One of the last dinosaurs roaming Africa when the fatal asteroid hit the planet some 66 million years ago has been discovered in a mine in Morocco. The incredibly rare find, which is a fragment of jaw belonging to a large carnivorous dinosaur, helps build a picture of what Africa looked like at the end of the Cretaceous.
While much is known about the plants and animals living in North America during this period, almost nothing is known about what was going on in Africa. Identified as belonging to a type of Abelisauroid known as Chenanisuaurs barbaricus, the fossil helps to show how the continent, which had already split from South America by this time, had its own unique and diverse species prowling about.
“We have virtually no dinosaur fossils from this time period in Morocco – it may even be the first dinosaur named from the end-Cretaceous in Africa,” explained Dr Nick Longrich, who helped describe the fossil in the study published in Cretaceous Research. “It's also one of the last dinosaurs in Africa before the mass extinction that wiped out the dinosaurs. It's an exciting find because it shows just how different the fauna was in the Southern hemisphere at this time.”
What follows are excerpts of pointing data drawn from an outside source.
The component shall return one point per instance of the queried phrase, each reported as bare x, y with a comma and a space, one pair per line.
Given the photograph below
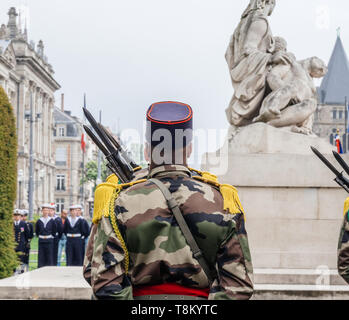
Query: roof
4, 44
335, 85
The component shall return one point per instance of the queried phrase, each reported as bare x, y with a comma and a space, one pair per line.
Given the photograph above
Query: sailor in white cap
30, 236
21, 237
59, 231
85, 236
45, 229
74, 229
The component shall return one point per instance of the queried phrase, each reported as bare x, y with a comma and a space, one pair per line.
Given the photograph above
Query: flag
83, 143
338, 144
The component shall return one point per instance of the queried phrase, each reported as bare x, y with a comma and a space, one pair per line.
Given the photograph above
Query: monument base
293, 207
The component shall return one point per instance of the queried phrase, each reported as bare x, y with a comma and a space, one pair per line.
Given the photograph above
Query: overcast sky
126, 54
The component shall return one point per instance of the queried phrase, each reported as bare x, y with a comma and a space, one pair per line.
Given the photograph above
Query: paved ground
56, 283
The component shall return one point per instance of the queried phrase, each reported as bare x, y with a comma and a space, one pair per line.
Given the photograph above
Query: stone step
58, 283
320, 276
300, 292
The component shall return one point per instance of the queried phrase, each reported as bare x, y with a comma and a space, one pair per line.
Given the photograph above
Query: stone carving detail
270, 85
3, 32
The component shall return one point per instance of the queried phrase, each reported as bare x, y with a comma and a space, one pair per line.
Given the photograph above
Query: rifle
123, 167
340, 179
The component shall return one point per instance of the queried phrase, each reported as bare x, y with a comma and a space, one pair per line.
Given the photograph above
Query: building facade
29, 82
70, 161
333, 98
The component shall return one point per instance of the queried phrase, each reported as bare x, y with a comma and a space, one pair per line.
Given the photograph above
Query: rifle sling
174, 207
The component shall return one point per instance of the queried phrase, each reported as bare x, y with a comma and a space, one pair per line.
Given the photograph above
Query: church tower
333, 96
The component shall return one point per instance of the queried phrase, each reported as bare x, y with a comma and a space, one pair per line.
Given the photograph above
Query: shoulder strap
174, 207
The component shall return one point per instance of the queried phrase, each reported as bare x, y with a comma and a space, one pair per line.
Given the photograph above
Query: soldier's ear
189, 150
147, 151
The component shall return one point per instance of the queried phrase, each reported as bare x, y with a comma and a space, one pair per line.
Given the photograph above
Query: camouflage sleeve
108, 278
234, 266
88, 255
343, 250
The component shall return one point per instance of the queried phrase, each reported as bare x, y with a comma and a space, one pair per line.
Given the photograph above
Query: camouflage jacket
158, 252
343, 249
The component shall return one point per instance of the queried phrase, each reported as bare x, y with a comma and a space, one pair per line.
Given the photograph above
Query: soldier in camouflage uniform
343, 245
137, 249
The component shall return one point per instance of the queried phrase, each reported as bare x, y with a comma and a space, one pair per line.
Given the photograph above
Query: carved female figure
248, 56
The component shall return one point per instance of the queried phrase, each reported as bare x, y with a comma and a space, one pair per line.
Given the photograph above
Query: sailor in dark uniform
58, 235
21, 238
30, 236
74, 229
45, 229
84, 238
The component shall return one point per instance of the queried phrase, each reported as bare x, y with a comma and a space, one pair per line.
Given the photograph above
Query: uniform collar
172, 169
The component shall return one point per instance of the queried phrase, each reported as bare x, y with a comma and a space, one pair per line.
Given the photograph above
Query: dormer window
61, 132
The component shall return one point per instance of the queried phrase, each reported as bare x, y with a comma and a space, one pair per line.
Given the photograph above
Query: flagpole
99, 173
346, 125
83, 165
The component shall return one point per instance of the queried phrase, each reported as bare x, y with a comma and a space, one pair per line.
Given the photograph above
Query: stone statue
248, 57
3, 32
293, 99
270, 85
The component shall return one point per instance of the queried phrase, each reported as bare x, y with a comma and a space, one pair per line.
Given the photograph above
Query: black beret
176, 117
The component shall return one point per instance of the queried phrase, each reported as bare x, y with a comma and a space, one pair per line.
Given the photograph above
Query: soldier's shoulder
231, 200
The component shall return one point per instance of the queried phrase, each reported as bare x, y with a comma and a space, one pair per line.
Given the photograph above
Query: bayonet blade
326, 162
341, 162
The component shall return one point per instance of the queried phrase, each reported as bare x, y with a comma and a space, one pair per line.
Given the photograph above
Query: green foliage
90, 174
8, 183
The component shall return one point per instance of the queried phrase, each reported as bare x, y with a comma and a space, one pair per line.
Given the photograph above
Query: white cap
76, 206
47, 205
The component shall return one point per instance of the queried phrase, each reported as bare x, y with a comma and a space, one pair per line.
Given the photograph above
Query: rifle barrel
341, 162
326, 162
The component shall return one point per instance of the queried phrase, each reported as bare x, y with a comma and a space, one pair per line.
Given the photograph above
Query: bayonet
340, 179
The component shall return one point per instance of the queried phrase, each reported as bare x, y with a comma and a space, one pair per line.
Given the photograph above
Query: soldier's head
75, 211
46, 209
17, 215
64, 214
24, 215
52, 210
169, 133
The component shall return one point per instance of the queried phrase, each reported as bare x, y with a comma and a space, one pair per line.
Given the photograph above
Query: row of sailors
51, 228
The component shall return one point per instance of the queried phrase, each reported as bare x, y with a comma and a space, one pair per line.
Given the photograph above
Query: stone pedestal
293, 207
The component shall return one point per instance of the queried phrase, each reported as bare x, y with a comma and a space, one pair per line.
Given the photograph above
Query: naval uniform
21, 237
30, 237
84, 237
57, 237
46, 230
74, 229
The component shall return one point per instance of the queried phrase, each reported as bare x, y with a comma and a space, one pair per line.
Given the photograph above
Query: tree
91, 172
8, 183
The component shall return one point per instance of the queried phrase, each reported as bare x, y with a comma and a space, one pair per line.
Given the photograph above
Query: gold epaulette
232, 203
105, 196
346, 206
104, 193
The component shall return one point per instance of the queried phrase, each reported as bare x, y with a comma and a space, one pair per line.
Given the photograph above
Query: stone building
29, 81
333, 96
69, 159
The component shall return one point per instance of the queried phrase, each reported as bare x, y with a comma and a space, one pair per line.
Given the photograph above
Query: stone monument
293, 207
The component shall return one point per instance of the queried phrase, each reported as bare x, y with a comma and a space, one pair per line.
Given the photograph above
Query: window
61, 132
59, 205
61, 156
60, 182
334, 114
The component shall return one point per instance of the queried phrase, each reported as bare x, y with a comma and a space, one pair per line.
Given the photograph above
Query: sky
127, 54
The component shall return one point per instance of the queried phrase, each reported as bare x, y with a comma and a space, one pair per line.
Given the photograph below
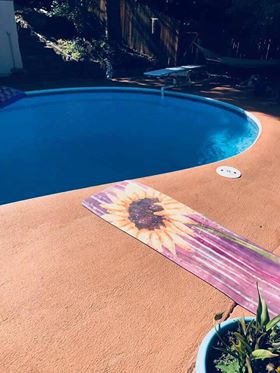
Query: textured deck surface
78, 295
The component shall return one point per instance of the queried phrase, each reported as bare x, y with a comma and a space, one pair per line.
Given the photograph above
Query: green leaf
271, 324
243, 325
243, 341
263, 354
262, 311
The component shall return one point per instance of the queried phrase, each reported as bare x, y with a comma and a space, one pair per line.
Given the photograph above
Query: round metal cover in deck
229, 172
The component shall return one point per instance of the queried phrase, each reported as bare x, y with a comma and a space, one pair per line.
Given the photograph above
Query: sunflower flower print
150, 216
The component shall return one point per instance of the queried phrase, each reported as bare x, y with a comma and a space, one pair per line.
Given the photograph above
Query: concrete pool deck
78, 295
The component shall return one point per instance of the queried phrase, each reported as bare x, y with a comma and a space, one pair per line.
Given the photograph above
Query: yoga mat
9, 95
225, 260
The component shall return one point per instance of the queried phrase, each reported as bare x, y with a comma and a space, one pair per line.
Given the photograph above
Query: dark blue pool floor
54, 143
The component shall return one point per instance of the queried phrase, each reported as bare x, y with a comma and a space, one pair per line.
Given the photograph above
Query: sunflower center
142, 213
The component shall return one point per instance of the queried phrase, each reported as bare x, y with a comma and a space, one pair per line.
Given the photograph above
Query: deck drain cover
229, 172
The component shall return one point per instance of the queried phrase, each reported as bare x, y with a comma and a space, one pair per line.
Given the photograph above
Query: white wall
10, 57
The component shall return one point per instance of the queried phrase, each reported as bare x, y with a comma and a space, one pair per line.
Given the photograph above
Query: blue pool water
55, 141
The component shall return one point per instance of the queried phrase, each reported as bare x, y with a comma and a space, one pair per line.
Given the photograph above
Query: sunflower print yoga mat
225, 260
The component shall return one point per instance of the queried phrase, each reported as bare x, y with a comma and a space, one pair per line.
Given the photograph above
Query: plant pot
206, 354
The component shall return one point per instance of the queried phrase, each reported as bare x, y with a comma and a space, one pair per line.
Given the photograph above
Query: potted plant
242, 345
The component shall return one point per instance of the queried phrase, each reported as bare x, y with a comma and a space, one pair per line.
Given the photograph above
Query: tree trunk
114, 20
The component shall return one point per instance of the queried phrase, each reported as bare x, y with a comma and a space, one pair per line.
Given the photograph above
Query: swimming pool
58, 140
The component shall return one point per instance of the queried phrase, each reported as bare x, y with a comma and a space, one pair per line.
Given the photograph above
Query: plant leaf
262, 311
243, 325
272, 323
243, 341
263, 354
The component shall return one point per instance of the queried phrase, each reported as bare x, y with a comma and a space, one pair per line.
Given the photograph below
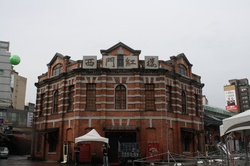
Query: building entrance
115, 138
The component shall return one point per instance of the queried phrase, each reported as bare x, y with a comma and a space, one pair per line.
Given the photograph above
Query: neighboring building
213, 117
5, 75
237, 95
153, 103
204, 100
18, 90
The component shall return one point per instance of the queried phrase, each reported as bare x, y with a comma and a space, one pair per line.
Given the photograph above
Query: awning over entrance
121, 128
211, 120
191, 130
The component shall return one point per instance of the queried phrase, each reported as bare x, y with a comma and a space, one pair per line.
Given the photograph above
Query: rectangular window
55, 101
53, 140
196, 105
39, 143
120, 61
120, 97
149, 97
186, 141
91, 97
42, 103
71, 98
169, 98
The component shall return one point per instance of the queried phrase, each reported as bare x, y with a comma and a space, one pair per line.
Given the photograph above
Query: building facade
18, 90
237, 95
154, 103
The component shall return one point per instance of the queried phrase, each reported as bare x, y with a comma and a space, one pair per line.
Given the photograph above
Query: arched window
120, 61
184, 102
182, 70
55, 101
120, 97
57, 69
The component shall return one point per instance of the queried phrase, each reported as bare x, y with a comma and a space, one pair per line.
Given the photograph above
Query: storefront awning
48, 130
121, 128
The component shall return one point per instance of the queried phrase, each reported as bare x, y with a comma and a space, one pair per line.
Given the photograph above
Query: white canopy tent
91, 136
239, 122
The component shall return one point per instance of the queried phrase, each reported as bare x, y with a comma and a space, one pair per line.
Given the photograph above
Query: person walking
105, 155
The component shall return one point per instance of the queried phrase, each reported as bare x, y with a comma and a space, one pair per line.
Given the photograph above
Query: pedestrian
105, 155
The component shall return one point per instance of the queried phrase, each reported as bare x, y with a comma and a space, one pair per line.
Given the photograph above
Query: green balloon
15, 59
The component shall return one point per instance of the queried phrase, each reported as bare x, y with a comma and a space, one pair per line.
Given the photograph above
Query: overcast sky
213, 34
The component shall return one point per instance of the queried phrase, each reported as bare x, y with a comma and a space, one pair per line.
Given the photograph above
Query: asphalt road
24, 161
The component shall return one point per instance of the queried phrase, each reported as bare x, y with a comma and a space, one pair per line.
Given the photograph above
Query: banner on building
231, 100
130, 62
151, 62
29, 119
89, 62
109, 62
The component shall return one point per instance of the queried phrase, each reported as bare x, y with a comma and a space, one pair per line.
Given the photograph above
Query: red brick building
154, 103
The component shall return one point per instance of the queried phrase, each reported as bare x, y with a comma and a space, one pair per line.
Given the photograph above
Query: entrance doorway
114, 139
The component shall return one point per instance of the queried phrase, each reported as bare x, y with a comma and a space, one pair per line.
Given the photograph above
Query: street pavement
15, 160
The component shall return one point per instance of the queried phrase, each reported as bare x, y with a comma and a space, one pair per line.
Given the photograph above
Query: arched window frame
182, 70
57, 69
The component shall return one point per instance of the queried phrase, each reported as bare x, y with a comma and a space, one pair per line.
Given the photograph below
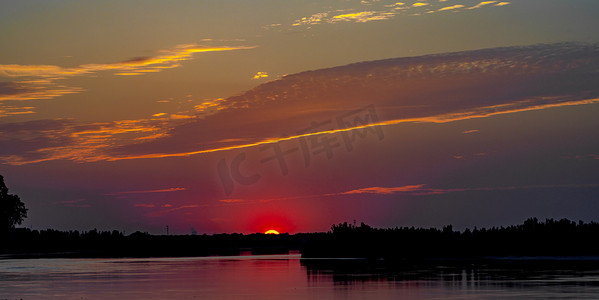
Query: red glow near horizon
270, 222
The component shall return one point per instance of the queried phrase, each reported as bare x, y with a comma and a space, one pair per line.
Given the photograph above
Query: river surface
282, 277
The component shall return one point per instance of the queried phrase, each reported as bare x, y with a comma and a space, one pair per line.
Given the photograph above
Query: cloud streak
35, 82
380, 11
434, 89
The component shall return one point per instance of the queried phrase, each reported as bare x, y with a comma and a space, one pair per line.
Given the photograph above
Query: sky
245, 116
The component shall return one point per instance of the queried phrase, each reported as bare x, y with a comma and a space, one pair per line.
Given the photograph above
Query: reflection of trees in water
474, 274
532, 238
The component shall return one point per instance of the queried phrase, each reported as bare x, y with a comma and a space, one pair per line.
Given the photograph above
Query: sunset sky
244, 116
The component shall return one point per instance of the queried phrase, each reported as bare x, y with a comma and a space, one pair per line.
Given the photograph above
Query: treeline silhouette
27, 243
532, 238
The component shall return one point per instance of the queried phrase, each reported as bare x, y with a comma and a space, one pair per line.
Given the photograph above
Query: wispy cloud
453, 7
481, 4
147, 191
470, 131
260, 75
42, 81
228, 124
423, 190
386, 190
380, 11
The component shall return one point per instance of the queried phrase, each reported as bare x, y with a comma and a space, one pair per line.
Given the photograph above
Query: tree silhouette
12, 210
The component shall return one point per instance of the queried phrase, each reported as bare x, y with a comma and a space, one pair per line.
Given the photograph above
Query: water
282, 277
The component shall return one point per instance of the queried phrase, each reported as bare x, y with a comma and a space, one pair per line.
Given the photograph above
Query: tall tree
12, 210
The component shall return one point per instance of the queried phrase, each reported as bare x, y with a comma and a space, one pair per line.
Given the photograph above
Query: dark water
284, 277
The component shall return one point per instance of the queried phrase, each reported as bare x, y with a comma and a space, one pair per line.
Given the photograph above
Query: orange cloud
481, 4
41, 83
384, 190
451, 7
147, 191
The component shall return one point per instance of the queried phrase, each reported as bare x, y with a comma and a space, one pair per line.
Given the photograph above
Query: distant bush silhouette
12, 210
532, 238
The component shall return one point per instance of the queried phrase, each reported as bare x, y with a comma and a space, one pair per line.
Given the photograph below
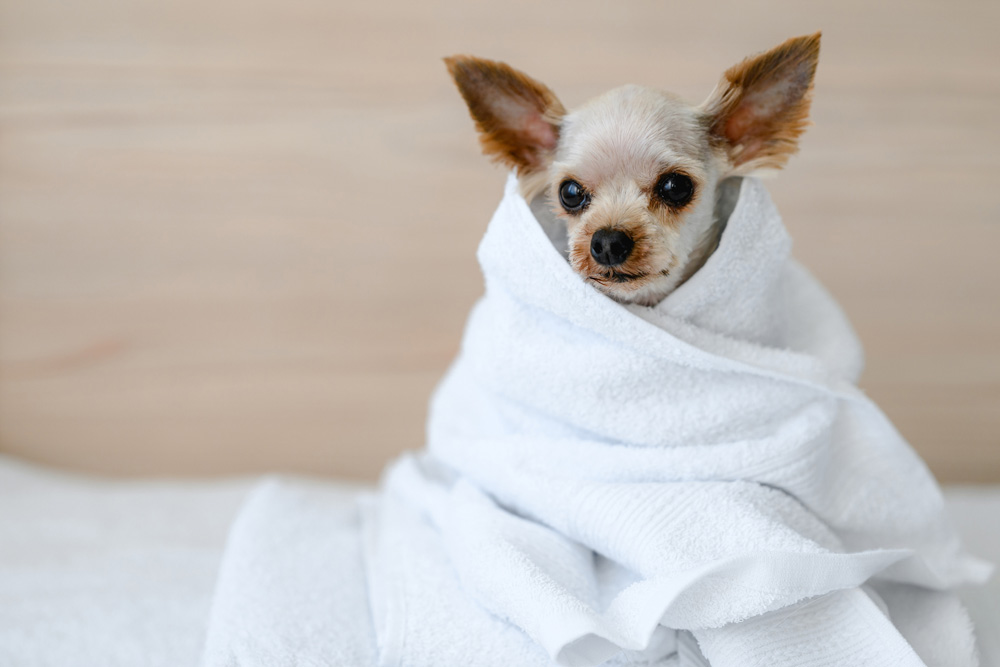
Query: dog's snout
610, 247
The beast would have sat right at the top of the food chain. Strutting around on its back legs, it would have looked not unlike the larger and more famous Tyrannosaurus rex over in North America. But if you thought that T. rex had little arms, then you haven’t seen anything yet, as Chenanisaurus had tiny little nubs for hands. Yet with a large, blunt snout filled with worn down teeth, the researchers suspect that the dinosaur would have been taking down herbivores and crunching on their bones.
What is also striking about this latest discovery, however, is where it was found. Unearthed in a phosphate mine in northern Morocco, at the time the dinosaur was alive, towards the end of the Cretaceous, this region would have been a shallow sea. “It's a bit like hunting for fossil whales, and finding a fossil lion,” says Dr Longrich, who compared the finding to winning the lottery. He suggests that while the dinosaur died on land, the carcass was then washed out to sea, where it subsequently sank to the bottom and was covered in silt.
Because the sea levels were so much higher when the asteroid struck, large parts of Africa were at the bottom of a shallow sea. This has hampered the attempts of paleontologists looking for fossils that might help paint a picture of what was going on above the waves in Africa at this time.